La grande manifestation à Paris le 5 septembre dernier, place de la République.

La grande manifestation à Paris le 5 septembre dernier, place de la République. - François Guillot - AFP

Que doit faire la France face à l’arrivée massive de réfugiés en Europe ? Le sujet divise la société française. Une chose est sure: l'intégration de ces migrants, si elle est réussie, ne coûte pas inéluctablement plus qu’elle ne rapporte.

Alors que les premiers réfugiés en provenance d'Allemagne sont désormais arrivés en France, les politiques restent divisés sur la question de leur accueil. Plutôt que de voir cette problématique comme une contrainte, certains y voient au contraire une aubaine pour la France comme pour l'Europe.

C'est le cas du ministre de l'Economie Emmanuel Macron. Dimanche, le locataire de Bercy déclarait ainsi à la chaîne d'information israélienne i24news que l'afflux de réfugiés peut constituer une "opportunité économique".

"Si cela est fait dans le bon ordre, c'est une opportunité pour nous. C'est d'abord notre dignité, c'est aussi une opportunité économique, parce qu'il s'agit de femmes et d'hommes qui ont aussi des qualifications remarquables", affirmait-il.

"Une opportunité pour notre pays"

Qu'Emmanuel Macron tienne ce genre de discours n'est pas très surprenant. On attendait beaucoup moins au tournant Pierre Gattaz. Et pourtant, mercredi, le président du Medef a signé une tribune dans Le Monde intitulée "les migrants sont un atout pour la France".

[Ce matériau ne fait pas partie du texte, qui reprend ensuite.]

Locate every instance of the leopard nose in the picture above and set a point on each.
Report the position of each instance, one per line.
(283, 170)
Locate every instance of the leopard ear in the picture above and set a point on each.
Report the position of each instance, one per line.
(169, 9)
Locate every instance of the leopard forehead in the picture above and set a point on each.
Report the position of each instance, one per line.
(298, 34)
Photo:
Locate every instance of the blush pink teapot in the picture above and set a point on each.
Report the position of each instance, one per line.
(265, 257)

Dans ce texte le patron des patrons appelle à tendre la main aux migrants en vertu de "la fraternité" mais "aussi parce que c'est une opportunité pour notre pays". "Cessons toute condescendance envers ces migrants: ils ont souvent un fort niveau d'éducation, sont la plupart du temps jeunes, formés et n'ont qu'une envie, vivre en paix et pouvoir élever une famille", poursuit-il.

Dans une note publiée le 8 septembre dernier, les économistes de Natixis Patrick Arthus et Evariste Lefeuvre ont tendance à apporter de l'eau au moulin du ministre de l'Economie et du président du Medef. Dans ce texte titré "crise des migrants: une chance pour l'Europe", ils analysent les raisons qui permettraient au Vieux Continent de tirer avantage de ce drame humain.

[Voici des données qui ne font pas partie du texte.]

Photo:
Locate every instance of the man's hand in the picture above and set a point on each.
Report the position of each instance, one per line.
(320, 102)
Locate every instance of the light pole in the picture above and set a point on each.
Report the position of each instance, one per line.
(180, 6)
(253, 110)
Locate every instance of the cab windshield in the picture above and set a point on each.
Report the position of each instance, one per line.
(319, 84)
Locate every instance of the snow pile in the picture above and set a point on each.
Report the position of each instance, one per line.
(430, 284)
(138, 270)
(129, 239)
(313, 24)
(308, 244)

"C’est parce qu’elle a un potentiel de croissance extrêmement bas que l’Europe devrait se montrer généreuse et, sans bien évidemment ouvrir sans contrôle ses portes à l’immigration, tirer bénéfices du choc d’offre induit par les demandeurs d’asile", plaident-ils.

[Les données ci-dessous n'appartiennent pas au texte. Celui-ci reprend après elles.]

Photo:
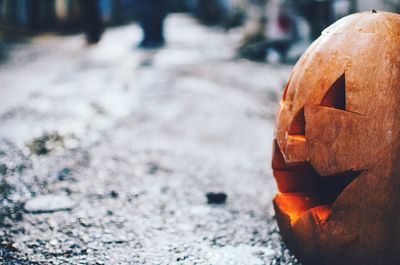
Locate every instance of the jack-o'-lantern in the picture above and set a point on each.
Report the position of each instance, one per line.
(336, 153)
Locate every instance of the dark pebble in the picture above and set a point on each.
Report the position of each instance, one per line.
(216, 198)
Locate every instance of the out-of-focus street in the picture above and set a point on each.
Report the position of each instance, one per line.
(128, 142)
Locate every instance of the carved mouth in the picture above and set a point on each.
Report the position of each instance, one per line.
(301, 188)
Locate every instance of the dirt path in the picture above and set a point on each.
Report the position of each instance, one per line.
(128, 143)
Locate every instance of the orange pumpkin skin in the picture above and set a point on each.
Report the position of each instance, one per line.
(336, 153)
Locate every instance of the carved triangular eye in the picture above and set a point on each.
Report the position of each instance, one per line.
(298, 125)
(336, 95)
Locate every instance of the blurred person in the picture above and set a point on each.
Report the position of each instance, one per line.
(282, 29)
(318, 13)
(92, 21)
(151, 15)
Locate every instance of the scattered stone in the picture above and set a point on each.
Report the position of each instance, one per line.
(49, 203)
(46, 143)
(114, 194)
(216, 198)
(64, 174)
(153, 168)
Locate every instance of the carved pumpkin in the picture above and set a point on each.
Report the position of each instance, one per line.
(336, 153)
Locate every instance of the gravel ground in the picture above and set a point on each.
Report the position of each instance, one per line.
(107, 152)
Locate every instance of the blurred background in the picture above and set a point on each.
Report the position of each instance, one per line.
(140, 131)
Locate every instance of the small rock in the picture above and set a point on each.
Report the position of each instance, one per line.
(64, 174)
(114, 194)
(216, 198)
(49, 203)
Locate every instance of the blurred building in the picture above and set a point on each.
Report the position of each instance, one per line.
(58, 14)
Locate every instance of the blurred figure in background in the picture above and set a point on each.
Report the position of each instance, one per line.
(92, 22)
(318, 13)
(151, 15)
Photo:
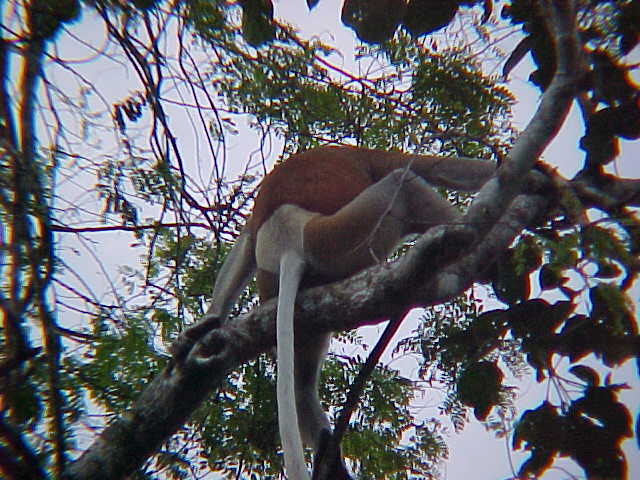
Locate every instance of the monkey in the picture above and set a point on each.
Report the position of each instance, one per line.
(321, 216)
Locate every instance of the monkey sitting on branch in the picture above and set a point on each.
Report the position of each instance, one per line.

Dans cette note, les deux économistes rappellent l'importance de l'immigration, expliquant que sans elle la croissance potentielle de l'Allemagne ou la France, c'est-à-dire la croissance en temps normal sans conjoncture particulièrement mauvaise ou bonne, serait négative. Ils font également valoir que "les flux nouveaux de réfugiés comprennent des personnes plus qualifiées que les flux traditionnels; ce qui facilitera leur intégration".

Patrick Arthus et Evariste Lefeuvre considèrent ainsi que "l'accueil des réfugiés (…) pourrait être enfin l'occasion pour l'Europe non seulement d'honorer son rang d'Union démocratique, riche et respectueuse de sa tradition, mais aussi d'accroître ses perspectives de croissance".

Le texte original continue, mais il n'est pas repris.